I am trying to solve a multi-class single-label document classification problem assigning a single class to a document. Documents are domain-specific technical documents, with technical terms:
- Train: I have 19 classes with a single document in each class.
- Target: I have 77 documents without labels I want to classify to the 19 known classes.
- Documents have between 60-3000 tokens after pre-processing.
- My entire corpus (19+77 documents) have 65k terms (uni/bi/tri-grams) with 4.5k terms in common (between train and target)
Currently, I am vectorizing documents using a tf-idf vectorizer and reducing dimensions to common terms. Then doing a cosine similarity between train and target.
I am wondering if there is a better way? I cannot use sklearn classifiers due to a single document in each class in train. Any ideas on a possible improvement/direction? Especially:
- Does it make sense to use word-embeddings/doc2vec given the small corpus?

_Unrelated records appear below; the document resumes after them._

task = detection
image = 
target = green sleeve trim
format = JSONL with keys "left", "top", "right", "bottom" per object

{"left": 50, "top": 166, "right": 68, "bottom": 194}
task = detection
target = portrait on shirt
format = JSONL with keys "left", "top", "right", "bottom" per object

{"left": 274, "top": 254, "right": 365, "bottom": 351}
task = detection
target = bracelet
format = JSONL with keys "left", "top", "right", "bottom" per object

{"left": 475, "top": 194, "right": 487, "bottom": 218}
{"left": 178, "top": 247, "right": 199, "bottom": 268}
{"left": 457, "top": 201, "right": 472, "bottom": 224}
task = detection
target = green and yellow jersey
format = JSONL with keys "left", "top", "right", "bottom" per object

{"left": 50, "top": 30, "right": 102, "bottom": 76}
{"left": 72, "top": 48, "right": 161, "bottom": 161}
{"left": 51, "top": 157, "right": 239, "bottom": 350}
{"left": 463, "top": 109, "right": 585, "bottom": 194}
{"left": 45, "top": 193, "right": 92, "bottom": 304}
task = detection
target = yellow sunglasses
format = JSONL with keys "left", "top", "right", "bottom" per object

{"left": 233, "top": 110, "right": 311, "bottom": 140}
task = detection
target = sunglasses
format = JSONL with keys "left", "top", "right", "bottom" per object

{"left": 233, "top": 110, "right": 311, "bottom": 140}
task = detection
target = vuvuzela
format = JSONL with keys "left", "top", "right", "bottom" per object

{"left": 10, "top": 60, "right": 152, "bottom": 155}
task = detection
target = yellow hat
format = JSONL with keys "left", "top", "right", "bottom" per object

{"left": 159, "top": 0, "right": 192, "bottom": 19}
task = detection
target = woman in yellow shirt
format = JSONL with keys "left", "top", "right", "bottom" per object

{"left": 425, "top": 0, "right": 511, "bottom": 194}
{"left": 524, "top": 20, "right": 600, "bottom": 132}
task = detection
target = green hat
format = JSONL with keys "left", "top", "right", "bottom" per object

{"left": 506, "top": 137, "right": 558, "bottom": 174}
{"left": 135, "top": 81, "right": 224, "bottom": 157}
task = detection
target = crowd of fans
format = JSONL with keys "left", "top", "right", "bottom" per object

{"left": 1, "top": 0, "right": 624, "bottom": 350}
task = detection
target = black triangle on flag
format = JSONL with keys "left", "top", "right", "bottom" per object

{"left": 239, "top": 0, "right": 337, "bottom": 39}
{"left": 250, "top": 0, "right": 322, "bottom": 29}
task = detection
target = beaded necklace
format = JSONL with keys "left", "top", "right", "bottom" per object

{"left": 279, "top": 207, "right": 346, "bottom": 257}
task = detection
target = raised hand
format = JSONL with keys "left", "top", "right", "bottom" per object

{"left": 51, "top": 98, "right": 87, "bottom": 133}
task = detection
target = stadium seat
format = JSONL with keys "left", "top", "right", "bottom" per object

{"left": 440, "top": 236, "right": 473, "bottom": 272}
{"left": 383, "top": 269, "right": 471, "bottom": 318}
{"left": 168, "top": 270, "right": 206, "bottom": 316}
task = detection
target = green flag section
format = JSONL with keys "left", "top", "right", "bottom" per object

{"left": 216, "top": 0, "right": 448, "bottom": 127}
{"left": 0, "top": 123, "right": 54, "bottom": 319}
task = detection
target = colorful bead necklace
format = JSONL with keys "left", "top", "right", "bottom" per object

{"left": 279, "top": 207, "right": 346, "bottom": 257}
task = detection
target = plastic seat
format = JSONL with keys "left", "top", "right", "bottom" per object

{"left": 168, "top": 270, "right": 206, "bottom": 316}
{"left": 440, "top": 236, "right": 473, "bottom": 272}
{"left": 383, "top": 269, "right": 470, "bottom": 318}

- Does it make sense to generate synthetic train data from the terms in the training set?
- Any other ideas?
Thanks in advance!
Good to see that you've considered the usual strategies - generating synthetic data, pretrained word embeddings - for a semisupervised text classification scenario. Unfortunately, since you only have one training example per class, no matter how good your feature extraction or how effective your data generation, the classifier you train will almost certainly not generalize. You need more (real) labelled data.